Nuestra vida debe ser una continua imitación de Su vida aquí en la tierra. Él
es nuestro Modelo en todas las virtudes y tenemos con Él relaciones que no
poseemos respecto de las demás Personas de la Santísima Trinidad. La gracia
conferida al hombre por los sacramentos no es meramente «gracia de Dios», como
aquella que adornó el alma de Adán, sino, en sentido verdadero y propio,
«gracia de Cristo».
Fue
Cristo un hombre, un hombre individual, con una familia y con una patria, con
sus costumbres propias, con sus fatigas y preferencias particulares; un hombre
concreto, este Jesús21.
Pero, al mismo tiempo, dada la transcendencia de su divina Persona, pudo y
puede acoger en sí todo lo humano recto, todo cuanto de los hombres es
asumible. No hay en nosotros un solo pensamiento o sentimiento bueno que Él no
pueda hacer suyo, no existe ningún pensamiento o sentimiento suyo que no
debamos nosotros esforzarnos en asimilar. Jesús amó profundamente todo lo
verdaderamente humano: el trabajo, la amistad, la familia; especialmente a los
hombres, con sus defectos y miserias. Su Humanidad Santísima es nuestro camino
hacia la Trinidad.
Jesús
nos enseña con su ejemplo cómo hemos de servir y ayudar a quienes nos
rodean: os he dado ejemplo, nos dice, a fin de que, como yo
he obrado, hagáis vosotros también22.
La caridad es amar como yo os he amado23. Vivid
en caridad como Cristo nos amó24,
dice San Pablo. Y para exhortar a los primeros cristianos a la caridad y a la
humildad, les dice simplemente: Tened los mismos sentimientos que tuvo
Cristo Jesús25.
Cristo
es nuestro Modelo en el modo de vivir las virtudes, en el trato con los demás,
en la manera de realizar nuestro trabajo, en todo. Imitarle es penetrarse de un
espíritu y de un modo de sentir que deben informar la vida de cualquier
cristiano, sean cuales sean sus cualidades, su estado de vida, o el puesto que
ocupe en la sociedad.
Para
imitar al Señor, para ser verdaderamente discípulos suyos, «hay que mirarse
en Él. No basta con tener una idea general del espíritu de Jesús, sino que
hay que aprender de Él detalles y actitudes. Y, sobre todo, hay que contemplar
su paso por la tierra, sus huellas, para sacar de ahí fuerza, luz, serenidad,
paz.
»Cuando
se ama a una persona se desean saber hasta los más mínimos detalles de su
existencia, de su carácter, para así identificarse con ella. Por eso hemos de
meditar la historia de Cristo, desde su nacimiento en un pesebre, hasta su
muerte y su resurrección»26.
Solo así tendremos a Cristo en nuestra mente y en nuestro corazón.
En
estos días, mediante la lectura y meditación del Evangelio, nos será fácil
contemplar a Jesús Niño en la gruta de Belén, rodeado de María y José.

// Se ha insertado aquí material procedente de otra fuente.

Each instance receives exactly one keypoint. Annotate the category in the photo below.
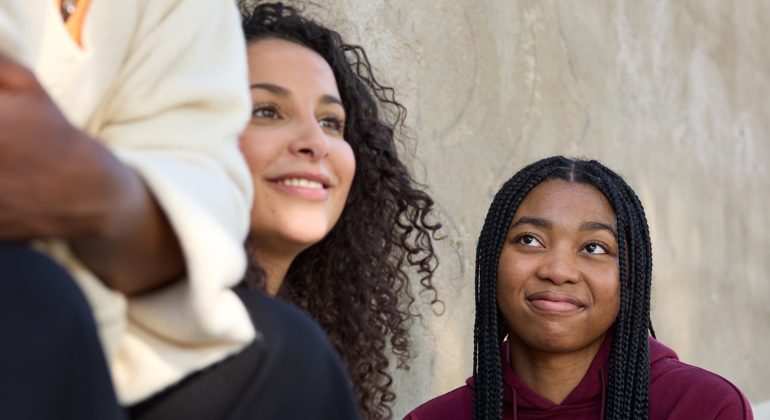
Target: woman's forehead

Aprenderemos grandes lecciones de desprendimiento, de humildad y de
preocupación por los demás. Los pastores nos enseñarán la alegría de encontrar
a Dios, y los Magos, cómo hemos de adorarle..., y nos sentiremos reconfortados
para seguir avanzando en nuestro camino.
Si nos
acostumbramos a leer y a meditar con atención cada día el Santo Evangelio, nos
meteremos de lleno en la vida de Cristo, le conoceremos cada día mejor y, casi
sin darnos cuenta, nuestra vida será un reflejo en el mundo de la Suya.
1 Sal 2, 1. —
2 Juan
Pablo II, Audiencia general, 16-X-1985. —
3 Ibídem.
—
4 Mt 16,
16-17. —
5 Mt 11,
27. —
6 Jn 14,
9. —
7 Cfr. Jn 6, 29. —
8 Gal 4, 4. —
9 Is 44, 8. —
10 Is 9, 6. —
11 Jn 8, 23. —
12 Rom 1, 4. —
13 Is 11, 1. —
14 Mt 1, 1-25. —
15 Jn 1, 14. —
16 Lc 24, 37. —
17 1 Jn 1, 1. —
18 Dz-Sch 252. —
20 Rom 8,
29. —
21 Hech 2, 32. —
22 Jn 13, 15. —
23 Jn 13, 34. —
24 Ef 5, 1. —
25 Flp 2, 5. —
26 San
Josemaría Escrivá, Es Cristo que pasa, 107.